Hapag-Lloyd NOL will Ex-Manager reaktivieren

Sollte Tui die Reederei Hapag-Lloyd an die Neptune Orient Lines verkaufen, könnten frühere Manager des Hamburger Unternehmens zurückkehren. Der Interessent aus Singapur plant Spitzenjobs für die Ex-Vorstände Bernd Wrede und Günther Casjens.

Hamburg - Die asiatische Reederei Neptune Orient Lines (NOL)  aus Singapur erwägt, nach einem Kauf der deutschen Reederei Hapag-Lloyd zwei ehemalige Manager in Toppositionen einzusetzen.

Demnach soll nach der angestrebten Übernahme der frühere Vorstandsvorsitzende von Hapag-Lloyd, Bernd Wrede, den Aufsichtsratsvorsitz übernehmen.
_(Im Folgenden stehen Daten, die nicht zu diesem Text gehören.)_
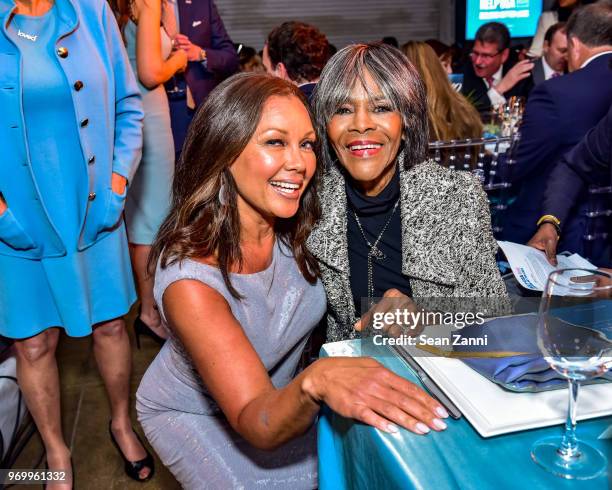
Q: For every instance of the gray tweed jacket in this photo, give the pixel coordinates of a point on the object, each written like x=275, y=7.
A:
x=448, y=249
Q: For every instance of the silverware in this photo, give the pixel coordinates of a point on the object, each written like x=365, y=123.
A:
x=428, y=383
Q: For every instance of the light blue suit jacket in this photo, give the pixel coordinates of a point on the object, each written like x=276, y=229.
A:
x=109, y=116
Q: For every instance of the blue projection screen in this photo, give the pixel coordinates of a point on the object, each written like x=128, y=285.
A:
x=520, y=16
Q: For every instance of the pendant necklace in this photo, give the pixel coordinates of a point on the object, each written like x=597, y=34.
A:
x=374, y=252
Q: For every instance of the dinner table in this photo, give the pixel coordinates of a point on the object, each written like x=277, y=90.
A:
x=353, y=455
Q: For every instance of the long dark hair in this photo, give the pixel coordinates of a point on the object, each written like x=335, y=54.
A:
x=200, y=223
x=398, y=80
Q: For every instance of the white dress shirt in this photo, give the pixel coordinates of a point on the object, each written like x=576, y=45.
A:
x=548, y=71
x=595, y=56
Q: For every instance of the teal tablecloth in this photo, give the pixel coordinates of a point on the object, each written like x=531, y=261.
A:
x=357, y=456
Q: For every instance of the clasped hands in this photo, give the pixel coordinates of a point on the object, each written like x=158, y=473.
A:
x=392, y=301
x=546, y=239
x=181, y=41
x=363, y=389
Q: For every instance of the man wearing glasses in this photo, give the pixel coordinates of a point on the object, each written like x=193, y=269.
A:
x=491, y=78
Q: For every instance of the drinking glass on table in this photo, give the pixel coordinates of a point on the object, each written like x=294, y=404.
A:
x=575, y=337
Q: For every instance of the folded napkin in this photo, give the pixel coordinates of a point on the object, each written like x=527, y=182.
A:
x=528, y=372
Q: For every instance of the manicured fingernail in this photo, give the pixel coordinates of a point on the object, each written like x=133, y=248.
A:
x=439, y=424
x=392, y=429
x=442, y=413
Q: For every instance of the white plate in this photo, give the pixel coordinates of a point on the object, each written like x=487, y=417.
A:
x=494, y=411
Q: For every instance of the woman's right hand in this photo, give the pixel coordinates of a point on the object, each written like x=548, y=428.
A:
x=362, y=389
x=181, y=57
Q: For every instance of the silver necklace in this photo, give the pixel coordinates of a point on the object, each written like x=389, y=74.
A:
x=374, y=252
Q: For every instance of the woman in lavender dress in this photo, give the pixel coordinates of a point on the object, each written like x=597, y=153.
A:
x=222, y=403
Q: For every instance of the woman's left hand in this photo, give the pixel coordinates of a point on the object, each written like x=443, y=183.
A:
x=393, y=302
x=118, y=184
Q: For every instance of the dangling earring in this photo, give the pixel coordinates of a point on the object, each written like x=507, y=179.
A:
x=400, y=158
x=222, y=194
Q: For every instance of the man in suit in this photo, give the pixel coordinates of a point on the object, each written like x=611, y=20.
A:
x=559, y=113
x=211, y=55
x=296, y=52
x=553, y=62
x=491, y=77
x=589, y=162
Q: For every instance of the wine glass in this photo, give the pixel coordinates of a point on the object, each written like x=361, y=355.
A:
x=575, y=337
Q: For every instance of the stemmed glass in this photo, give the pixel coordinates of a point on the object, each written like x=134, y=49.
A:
x=575, y=337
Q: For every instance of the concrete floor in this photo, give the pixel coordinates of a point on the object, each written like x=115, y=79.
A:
x=85, y=416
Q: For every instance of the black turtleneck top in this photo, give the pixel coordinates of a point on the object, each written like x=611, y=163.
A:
x=373, y=213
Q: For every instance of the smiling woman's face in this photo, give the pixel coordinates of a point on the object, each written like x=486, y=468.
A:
x=273, y=171
x=366, y=134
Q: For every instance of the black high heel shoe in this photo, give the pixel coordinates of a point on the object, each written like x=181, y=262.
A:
x=141, y=328
x=133, y=468
x=72, y=484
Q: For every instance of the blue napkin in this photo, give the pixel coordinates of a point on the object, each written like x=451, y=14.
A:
x=523, y=373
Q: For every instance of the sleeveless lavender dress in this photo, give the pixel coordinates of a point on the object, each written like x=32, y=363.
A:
x=181, y=420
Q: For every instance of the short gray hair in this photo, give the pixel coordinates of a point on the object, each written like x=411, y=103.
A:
x=398, y=80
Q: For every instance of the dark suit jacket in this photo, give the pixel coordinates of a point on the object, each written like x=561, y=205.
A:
x=200, y=21
x=538, y=72
x=475, y=88
x=559, y=113
x=588, y=163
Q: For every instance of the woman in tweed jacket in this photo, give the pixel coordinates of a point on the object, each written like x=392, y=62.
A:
x=370, y=110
Zugleich soll das ehemalige Vorstandsmitglied Günther Casjens das Hamburger Unternehmen dann als Vorstandsvorsitzender leiten. Das berichtet das manager magazin in seiner neuen Ausgabe, die ab Freitag (22. August) am Kiosk erhältlich ist.
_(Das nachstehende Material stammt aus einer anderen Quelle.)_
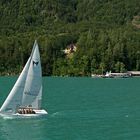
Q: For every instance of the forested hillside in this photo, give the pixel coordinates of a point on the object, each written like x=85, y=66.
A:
x=105, y=32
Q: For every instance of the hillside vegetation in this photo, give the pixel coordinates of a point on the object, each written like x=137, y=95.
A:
x=105, y=32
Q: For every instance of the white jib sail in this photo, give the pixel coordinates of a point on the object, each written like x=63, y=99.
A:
x=15, y=96
x=28, y=88
x=32, y=93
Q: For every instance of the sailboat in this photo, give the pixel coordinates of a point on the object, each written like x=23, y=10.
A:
x=25, y=97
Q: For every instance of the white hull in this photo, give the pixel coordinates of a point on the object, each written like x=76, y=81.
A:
x=38, y=113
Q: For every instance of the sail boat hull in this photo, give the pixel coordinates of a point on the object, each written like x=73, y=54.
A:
x=38, y=113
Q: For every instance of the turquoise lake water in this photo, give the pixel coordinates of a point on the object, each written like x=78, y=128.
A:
x=79, y=109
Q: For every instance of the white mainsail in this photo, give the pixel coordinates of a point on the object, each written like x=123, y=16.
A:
x=28, y=88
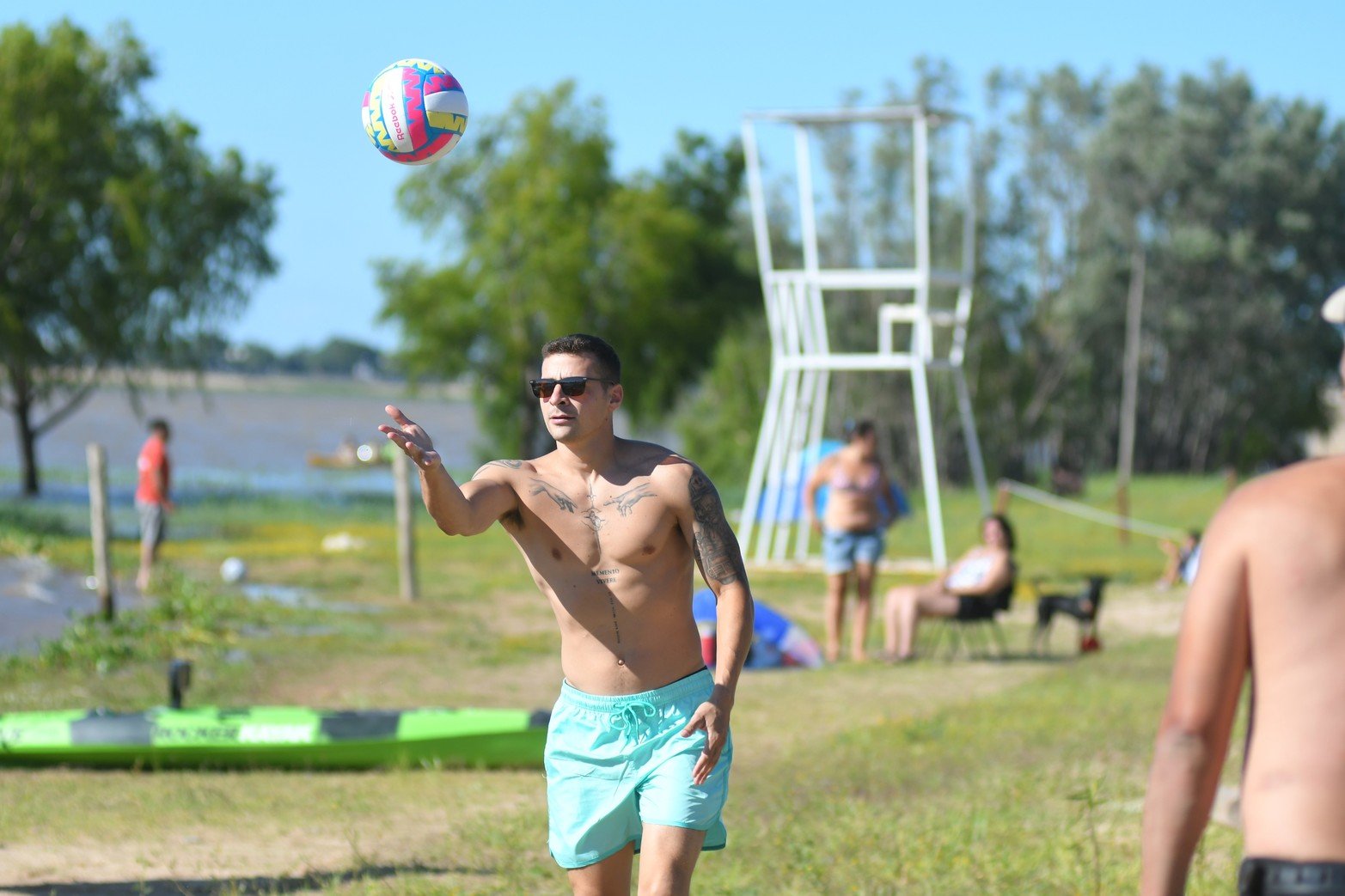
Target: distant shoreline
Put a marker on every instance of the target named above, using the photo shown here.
(180, 381)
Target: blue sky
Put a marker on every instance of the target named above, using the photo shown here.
(283, 81)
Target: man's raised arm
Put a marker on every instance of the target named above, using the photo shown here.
(464, 510)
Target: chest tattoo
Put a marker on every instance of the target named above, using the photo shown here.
(561, 499)
(593, 515)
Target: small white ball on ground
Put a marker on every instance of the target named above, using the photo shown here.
(233, 570)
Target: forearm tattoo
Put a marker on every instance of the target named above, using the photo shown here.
(716, 546)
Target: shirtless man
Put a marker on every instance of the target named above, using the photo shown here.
(638, 753)
(963, 592)
(852, 527)
(1270, 598)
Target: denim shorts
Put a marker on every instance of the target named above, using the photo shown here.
(841, 551)
(618, 763)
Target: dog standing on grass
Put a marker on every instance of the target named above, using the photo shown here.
(1270, 598)
(1082, 606)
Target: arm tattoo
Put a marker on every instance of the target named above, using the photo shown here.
(561, 499)
(716, 548)
(627, 499)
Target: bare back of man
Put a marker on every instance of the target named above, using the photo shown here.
(612, 530)
(1270, 596)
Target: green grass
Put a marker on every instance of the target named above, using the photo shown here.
(935, 777)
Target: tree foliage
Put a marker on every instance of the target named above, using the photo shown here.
(121, 241)
(544, 240)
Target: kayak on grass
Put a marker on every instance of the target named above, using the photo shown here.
(275, 737)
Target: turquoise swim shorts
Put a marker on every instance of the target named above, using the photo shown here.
(618, 763)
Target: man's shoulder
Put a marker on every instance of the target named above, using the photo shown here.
(504, 470)
(645, 458)
(1304, 487)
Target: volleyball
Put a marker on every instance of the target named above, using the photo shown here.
(414, 112)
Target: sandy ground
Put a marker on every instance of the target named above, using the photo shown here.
(288, 862)
(37, 600)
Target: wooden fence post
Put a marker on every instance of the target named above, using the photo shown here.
(405, 527)
(99, 527)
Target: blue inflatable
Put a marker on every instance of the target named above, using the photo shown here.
(776, 641)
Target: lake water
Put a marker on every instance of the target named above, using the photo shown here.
(241, 435)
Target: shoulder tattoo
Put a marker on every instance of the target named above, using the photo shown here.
(561, 499)
(716, 546)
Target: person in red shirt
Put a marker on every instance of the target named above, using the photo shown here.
(152, 498)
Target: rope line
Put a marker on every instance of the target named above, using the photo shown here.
(1088, 513)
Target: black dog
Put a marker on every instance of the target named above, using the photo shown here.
(1083, 607)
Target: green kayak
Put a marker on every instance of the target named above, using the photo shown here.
(275, 737)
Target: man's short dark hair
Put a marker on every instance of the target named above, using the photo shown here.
(859, 430)
(581, 344)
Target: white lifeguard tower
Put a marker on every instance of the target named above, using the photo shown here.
(908, 328)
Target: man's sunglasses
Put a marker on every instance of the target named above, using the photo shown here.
(571, 387)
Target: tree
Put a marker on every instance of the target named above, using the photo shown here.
(544, 240)
(120, 238)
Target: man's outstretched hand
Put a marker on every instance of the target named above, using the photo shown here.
(411, 439)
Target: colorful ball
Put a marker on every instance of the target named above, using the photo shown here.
(414, 112)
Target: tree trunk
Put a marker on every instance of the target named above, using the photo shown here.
(28, 442)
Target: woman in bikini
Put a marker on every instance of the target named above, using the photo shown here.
(962, 592)
(859, 509)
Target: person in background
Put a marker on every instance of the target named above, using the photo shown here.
(152, 501)
(853, 529)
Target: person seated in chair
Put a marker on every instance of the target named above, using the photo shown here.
(963, 592)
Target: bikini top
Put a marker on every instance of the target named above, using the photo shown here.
(866, 484)
(970, 572)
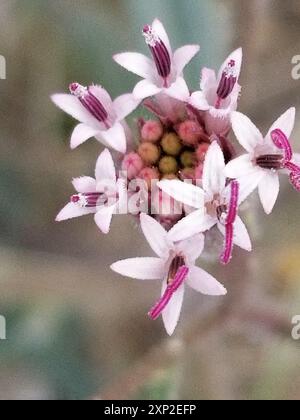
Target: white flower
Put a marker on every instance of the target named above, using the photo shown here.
(102, 196)
(219, 94)
(162, 74)
(175, 266)
(217, 204)
(99, 116)
(266, 157)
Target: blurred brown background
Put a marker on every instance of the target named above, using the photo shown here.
(75, 330)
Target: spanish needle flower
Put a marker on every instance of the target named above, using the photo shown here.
(175, 266)
(217, 204)
(102, 196)
(162, 74)
(99, 116)
(266, 157)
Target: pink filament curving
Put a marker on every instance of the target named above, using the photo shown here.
(282, 142)
(234, 199)
(180, 277)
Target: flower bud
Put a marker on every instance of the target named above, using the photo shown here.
(152, 131)
(188, 159)
(171, 144)
(190, 132)
(132, 165)
(168, 165)
(149, 152)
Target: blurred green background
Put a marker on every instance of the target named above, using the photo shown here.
(75, 330)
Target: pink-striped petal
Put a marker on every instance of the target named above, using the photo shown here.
(141, 268)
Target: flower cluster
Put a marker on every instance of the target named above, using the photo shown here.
(178, 173)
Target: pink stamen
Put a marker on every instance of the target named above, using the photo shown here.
(227, 254)
(227, 83)
(159, 52)
(231, 218)
(282, 142)
(172, 288)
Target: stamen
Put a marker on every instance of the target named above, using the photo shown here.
(159, 52)
(231, 218)
(90, 102)
(227, 82)
(282, 142)
(172, 288)
(272, 162)
(88, 200)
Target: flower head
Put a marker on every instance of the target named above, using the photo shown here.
(101, 196)
(266, 157)
(219, 94)
(175, 267)
(216, 203)
(99, 116)
(162, 73)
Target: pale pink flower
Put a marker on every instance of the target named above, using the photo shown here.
(175, 266)
(266, 157)
(217, 204)
(101, 196)
(99, 116)
(162, 73)
(219, 94)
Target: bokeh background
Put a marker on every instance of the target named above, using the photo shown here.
(75, 330)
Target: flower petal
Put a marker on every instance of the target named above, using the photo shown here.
(172, 312)
(103, 218)
(105, 167)
(70, 211)
(141, 268)
(179, 90)
(199, 101)
(241, 236)
(248, 184)
(145, 89)
(125, 105)
(84, 184)
(192, 248)
(183, 56)
(268, 191)
(81, 134)
(158, 27)
(214, 179)
(239, 167)
(204, 283)
(137, 63)
(246, 132)
(208, 80)
(155, 235)
(194, 223)
(237, 57)
(115, 138)
(285, 123)
(183, 192)
(72, 106)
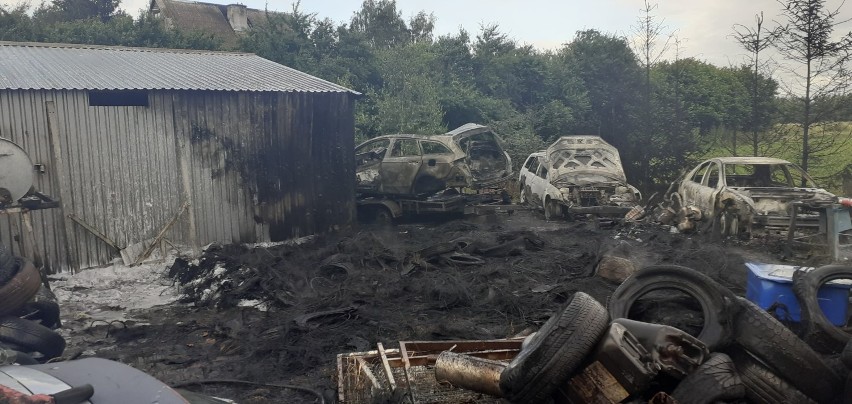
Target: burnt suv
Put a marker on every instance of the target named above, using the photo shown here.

Mit der Berufung beider Ex-Manager will NOL offenbar Bedenken in der Belegschaft von Hapag-Lloyd und in der deutschen Politik gegen einen Verkauf der Traditionsreederei nach Fernost zerstreuen. NOL ist neben einem Hamburger Konsortium derzeit der einzige Bieter für die zum Verkauf stehende Container-Schifffahrtsgesellschaft, die dem Tui-Konzern  gehört. Der frühere Hapag-Lloyd-Chef Wrede hatte das Unternehmen 2001 verlassen, Casjens war 2004 ausgeschieden.

Unterdessen haben sich Pläne zerschlagen, den Verkauf von Hapag-Lloyd ins Ausland dadurch zu verhindern, dass die Deutsche Bahn die Muttergesellschaft Tui übernimmt. Bahn-Chef Hartmut Mehdorn hatte nach Informationen des manager magazins in den vergangenen Monaten im Geheimen darüber verhandelt. Jetzt rückte Mehdorn von dem Projekt ab, das unter dem Codenamen "Taxi" geführt wird.
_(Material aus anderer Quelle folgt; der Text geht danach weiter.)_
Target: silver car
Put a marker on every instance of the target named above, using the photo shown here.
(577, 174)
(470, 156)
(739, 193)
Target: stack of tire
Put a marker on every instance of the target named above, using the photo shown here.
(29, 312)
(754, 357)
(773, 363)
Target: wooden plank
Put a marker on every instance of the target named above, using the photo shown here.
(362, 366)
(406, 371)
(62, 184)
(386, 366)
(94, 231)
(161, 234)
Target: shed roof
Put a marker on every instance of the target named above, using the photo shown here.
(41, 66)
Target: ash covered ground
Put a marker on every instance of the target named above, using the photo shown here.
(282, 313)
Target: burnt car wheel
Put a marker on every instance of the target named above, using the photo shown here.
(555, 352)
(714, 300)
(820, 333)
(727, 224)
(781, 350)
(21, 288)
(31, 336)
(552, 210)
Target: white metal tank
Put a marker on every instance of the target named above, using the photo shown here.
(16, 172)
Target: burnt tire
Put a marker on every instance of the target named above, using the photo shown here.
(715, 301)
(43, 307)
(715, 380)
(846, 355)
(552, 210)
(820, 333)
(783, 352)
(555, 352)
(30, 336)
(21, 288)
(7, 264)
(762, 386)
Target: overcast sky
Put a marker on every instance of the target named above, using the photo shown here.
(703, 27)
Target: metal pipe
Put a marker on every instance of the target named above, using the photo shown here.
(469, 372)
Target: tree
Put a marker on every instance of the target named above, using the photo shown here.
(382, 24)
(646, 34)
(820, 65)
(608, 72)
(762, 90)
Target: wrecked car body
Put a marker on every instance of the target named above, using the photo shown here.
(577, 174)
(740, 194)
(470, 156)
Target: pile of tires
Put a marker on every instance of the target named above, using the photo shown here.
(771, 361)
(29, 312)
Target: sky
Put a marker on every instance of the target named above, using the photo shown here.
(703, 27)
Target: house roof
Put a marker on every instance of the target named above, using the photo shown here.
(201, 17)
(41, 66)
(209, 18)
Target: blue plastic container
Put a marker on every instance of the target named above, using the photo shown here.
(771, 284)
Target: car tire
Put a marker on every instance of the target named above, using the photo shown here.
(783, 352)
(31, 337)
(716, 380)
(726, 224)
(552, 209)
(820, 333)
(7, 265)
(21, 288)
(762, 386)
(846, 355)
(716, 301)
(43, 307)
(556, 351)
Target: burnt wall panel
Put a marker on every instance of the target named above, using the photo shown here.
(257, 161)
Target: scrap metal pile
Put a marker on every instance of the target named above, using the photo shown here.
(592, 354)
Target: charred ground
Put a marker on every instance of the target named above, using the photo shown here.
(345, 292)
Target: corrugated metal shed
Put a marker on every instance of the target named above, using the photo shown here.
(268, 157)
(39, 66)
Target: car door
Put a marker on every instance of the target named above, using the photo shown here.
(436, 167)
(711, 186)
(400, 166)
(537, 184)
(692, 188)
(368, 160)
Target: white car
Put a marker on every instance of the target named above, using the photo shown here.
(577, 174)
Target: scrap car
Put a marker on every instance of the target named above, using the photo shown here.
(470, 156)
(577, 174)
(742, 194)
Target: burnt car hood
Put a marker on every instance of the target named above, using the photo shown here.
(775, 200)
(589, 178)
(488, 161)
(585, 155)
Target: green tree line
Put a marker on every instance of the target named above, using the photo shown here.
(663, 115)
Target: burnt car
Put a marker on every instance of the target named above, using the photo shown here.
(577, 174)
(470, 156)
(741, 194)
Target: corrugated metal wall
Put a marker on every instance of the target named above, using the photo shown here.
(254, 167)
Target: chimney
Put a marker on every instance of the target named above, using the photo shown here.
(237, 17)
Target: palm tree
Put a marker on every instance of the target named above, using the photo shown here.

Der Manager teilte Bundesfinanzminister Peer Steinbrück (SPD) mit, die Bahn sei mit der Finanzierung des Projekts überfordert. Außerdem störe es beim geplanten Börsengang der Bahn. Finanzminister Steinbrück war bei den geheimen Sondierungen als Fürsprecher einer Tui-Übernahme durch die Deutsche Bahn aufgetreten.